La recherche pour inciter au débat
On lui demande parfois si, en tant que jeune chercheuse, ce n’est pas trop éprouvant de se concentrer autant sur la mort et le décès. Selon elle, c’est plutôt le contraire : « Cela aiguise mon regard sur la vie. » Elle souhaite « initier une discussion sur la manière dont nous voulons mourir ». Des expériences personnelles ont façonné son intérêt : le décès d’une cousine, la mort de sa belle-mère, atteinte de démence précoce, et les différentes prises en charge médicales ayant entouré ces décès. Fille d’une théologienne et d’un médecin, Anna Elsner a en outre été très tôt exposée aux discussions de ses parents sur la conception de l’humain en médecine.
Enfant déjà, elle aimait lire. Elle s’est d’abord intéressée au théâtre, puis a écrit elle-même et remporté des prix pour ses essais. Elle a finalement choisi d’étudier la philosophie et la littérature. « Pour moi, c’est un grand privilège d’avoir pu faire de la lecture mon métier », souligne-t-elle. Dans ses cours, elle incite les étudiantes et étudiants à lire avec précision, « afin d’aborder de manière critique les sujets centraux de la médecine, de la littérature et de l’art ». Elle aime associer théorie et pratique, par exemple en visitant avec ses étudiantes et étudiants des institutions locales telles que l’hospice de Saint-Gall ou le Kunsthaus de Zurich.
Professeure et maman
Anna Elsner s’engage pleinement dans son parcours académique tout en étant maman d’un garçon de 12 ans et d’une fille de 9 ans. Pour elle et son mari, économiste, la conciliation entre vie professionnelle et vie familiale est un sujet qui revient régulièrement. Depuis 2020, elle aborde cette problématique également en tant que membre de la Jeune Académie Suisse. Elle accueille favorablement les efforts que font les universités pour encourager les doubles carrières, mais sait d’expérience que c’est un sujet complexe. Son mari a récemment rejoint l’Université d’Aix-Marseille et fait la navette entre la cité phocéenne et le domicile familial à Zurich.
« Cela signifie que je dois m’occuper davantage des enfants », déclare Anna Elsner en toute franchise.
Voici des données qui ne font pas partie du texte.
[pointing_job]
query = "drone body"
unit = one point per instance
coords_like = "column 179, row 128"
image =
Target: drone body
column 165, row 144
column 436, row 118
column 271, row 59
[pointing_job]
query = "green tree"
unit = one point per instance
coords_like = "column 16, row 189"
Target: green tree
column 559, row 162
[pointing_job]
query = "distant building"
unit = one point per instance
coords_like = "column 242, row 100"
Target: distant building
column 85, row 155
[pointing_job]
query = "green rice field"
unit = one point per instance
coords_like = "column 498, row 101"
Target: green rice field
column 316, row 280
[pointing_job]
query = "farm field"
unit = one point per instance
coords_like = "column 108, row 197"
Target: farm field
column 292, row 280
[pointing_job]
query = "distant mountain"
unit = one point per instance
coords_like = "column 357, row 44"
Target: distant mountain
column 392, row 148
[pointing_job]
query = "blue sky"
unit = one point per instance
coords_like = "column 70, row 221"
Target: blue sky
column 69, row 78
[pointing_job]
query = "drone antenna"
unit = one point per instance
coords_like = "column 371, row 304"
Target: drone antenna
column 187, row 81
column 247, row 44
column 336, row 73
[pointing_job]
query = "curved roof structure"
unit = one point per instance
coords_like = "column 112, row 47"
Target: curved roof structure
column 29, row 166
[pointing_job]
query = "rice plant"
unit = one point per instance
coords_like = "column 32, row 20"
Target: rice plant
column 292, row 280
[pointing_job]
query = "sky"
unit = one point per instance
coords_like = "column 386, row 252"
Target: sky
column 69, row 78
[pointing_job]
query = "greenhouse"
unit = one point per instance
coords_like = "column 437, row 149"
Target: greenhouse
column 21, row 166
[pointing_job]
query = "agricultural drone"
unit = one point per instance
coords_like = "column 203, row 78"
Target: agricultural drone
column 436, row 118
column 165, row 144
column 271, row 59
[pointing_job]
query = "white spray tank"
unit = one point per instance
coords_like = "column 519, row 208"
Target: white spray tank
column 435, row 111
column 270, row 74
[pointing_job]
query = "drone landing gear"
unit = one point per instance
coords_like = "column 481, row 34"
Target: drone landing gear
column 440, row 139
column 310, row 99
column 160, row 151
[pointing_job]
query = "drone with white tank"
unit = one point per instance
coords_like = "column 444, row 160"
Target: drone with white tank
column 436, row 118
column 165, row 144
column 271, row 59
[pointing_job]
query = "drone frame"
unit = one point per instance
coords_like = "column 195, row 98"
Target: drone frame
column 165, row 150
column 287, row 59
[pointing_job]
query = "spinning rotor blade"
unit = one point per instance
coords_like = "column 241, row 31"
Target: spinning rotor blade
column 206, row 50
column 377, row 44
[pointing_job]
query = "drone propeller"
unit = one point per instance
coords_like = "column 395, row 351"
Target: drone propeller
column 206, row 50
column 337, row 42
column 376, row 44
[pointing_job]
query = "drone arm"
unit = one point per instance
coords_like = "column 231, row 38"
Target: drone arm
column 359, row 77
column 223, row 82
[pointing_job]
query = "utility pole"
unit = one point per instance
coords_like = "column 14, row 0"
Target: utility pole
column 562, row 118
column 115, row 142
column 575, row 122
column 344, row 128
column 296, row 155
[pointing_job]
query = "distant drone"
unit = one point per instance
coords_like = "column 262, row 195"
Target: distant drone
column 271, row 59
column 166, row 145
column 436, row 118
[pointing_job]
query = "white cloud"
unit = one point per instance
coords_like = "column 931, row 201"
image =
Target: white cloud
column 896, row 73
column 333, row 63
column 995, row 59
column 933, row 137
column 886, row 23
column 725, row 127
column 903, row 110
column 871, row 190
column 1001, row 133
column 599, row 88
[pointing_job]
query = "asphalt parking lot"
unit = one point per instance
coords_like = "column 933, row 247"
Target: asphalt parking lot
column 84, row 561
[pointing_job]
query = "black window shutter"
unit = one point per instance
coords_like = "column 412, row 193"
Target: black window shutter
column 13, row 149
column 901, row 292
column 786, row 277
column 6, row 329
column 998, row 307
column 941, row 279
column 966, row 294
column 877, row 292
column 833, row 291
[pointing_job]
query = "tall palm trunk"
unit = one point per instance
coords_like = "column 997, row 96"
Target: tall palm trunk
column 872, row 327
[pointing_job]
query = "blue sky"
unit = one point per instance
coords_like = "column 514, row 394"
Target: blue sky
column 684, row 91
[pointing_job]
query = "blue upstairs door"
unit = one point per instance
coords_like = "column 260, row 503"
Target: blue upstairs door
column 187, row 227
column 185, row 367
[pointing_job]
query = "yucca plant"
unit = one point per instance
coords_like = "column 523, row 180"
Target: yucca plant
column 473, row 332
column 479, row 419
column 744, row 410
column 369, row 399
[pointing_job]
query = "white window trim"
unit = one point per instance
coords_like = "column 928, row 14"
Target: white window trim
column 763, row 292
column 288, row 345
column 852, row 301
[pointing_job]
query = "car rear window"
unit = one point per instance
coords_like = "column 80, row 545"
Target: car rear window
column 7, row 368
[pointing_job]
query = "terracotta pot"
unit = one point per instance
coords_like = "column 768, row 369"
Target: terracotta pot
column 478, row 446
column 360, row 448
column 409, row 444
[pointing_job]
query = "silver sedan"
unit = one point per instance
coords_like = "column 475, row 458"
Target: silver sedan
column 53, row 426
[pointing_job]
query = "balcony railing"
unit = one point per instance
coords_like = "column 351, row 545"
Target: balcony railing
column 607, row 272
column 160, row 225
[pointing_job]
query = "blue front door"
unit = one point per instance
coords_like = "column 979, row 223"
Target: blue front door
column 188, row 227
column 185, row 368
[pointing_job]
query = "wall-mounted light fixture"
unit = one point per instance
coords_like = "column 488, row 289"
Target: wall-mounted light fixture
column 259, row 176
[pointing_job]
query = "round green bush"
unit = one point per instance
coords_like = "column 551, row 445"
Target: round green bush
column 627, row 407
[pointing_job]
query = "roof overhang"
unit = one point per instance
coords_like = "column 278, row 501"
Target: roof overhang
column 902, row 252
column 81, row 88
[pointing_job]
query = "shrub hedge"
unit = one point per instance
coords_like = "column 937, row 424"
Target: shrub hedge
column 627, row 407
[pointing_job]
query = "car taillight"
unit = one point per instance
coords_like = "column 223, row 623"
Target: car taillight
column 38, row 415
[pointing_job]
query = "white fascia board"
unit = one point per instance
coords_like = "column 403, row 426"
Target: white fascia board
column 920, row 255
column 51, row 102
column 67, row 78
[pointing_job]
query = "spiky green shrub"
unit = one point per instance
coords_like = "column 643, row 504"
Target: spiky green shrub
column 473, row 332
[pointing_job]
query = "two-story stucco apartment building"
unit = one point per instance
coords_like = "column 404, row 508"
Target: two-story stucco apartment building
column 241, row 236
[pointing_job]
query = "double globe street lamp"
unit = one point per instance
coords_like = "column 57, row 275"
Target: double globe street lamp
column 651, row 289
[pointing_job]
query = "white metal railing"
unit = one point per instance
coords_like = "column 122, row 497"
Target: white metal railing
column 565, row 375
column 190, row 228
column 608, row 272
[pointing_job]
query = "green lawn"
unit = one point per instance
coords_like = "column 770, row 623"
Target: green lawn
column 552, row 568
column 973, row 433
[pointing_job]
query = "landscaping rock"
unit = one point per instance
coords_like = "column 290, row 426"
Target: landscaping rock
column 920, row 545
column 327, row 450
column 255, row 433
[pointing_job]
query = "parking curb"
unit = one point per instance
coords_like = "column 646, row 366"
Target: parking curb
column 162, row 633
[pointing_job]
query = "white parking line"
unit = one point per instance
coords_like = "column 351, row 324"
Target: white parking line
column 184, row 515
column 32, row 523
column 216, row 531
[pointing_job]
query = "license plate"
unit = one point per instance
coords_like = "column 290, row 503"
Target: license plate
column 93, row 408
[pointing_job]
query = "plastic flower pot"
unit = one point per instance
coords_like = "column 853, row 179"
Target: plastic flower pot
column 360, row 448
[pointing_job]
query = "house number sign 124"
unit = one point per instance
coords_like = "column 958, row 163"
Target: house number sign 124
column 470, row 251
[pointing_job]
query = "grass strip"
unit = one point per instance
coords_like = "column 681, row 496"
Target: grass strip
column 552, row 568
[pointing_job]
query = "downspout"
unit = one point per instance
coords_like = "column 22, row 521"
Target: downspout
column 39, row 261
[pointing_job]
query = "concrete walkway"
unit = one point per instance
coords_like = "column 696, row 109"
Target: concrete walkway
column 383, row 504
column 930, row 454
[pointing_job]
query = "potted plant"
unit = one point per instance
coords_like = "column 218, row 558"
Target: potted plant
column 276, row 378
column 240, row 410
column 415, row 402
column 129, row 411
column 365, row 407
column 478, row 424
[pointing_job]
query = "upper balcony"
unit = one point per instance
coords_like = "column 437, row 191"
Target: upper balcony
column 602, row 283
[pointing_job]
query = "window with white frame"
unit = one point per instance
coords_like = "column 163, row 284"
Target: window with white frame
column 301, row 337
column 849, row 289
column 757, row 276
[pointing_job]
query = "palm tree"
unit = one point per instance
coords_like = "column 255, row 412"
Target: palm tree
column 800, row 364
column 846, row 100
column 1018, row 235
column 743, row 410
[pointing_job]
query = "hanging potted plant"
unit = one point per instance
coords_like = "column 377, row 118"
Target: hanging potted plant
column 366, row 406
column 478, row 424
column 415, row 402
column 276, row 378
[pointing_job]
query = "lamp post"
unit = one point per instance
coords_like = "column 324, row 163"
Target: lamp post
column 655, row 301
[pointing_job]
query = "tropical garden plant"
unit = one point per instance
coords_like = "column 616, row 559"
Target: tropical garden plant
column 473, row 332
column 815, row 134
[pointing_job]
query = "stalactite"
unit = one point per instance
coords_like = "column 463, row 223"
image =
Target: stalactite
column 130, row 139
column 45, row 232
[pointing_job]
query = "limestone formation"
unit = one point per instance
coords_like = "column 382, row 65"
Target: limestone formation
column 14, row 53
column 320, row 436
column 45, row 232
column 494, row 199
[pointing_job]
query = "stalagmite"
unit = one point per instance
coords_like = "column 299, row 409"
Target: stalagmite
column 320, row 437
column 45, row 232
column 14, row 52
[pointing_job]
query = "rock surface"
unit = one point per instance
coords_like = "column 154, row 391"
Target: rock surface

Grâce à un entourage qui la soutient et à un poste de professeur invité qu’a obtenu son mari à Genève pour ces prochains mois, les choses fonctionnent actuellement. Elle plaide pour « une reconsidération des notions de réussite académique et de professionnalisme ». Lorsque le Fonds national suisse de la recherche scientifique lui a décerné le prix Marie Heim-Vögtlin de la meilleure jeune chercheuse en 2022, elle a accepté d’être filmée avec ses enfants pour un portrait vidéo. Dans ses interviews, elle les mentionne systématiquement. « Les enfants devraient devenir une facette visible des carrières académiques », estime-t-elle.
Anna Elsner, née en 1982, a grandi à Zurich. Elle a étudié la philosophie ainsi que la linguistique et la littérature comparées à Oxford puis obtenu un master en littérature et culture européennes à Cambridge, où elle a effectué son doctorat en littérature et philosophie françaises. Pour sa thèse de doctorat, elle s’est penchée sur le lien entre deuil et créativité en se fondant sur le roman À la recherche du temps perdu de Marcel Proust. Après des séjours de recherche, notamment à Paris, à Londres et au Texas, elle est devenue professeure assistante de littérature et culture françaises à l’Université de Saint-Gall en 2020. Celle-ci l’a promue professeure associée de civilisation française et d’humanités médicales en 2023. Anna Elsner est en outre coresponsable de la School of Medicine, un institut de l’Université de Saint-Gall.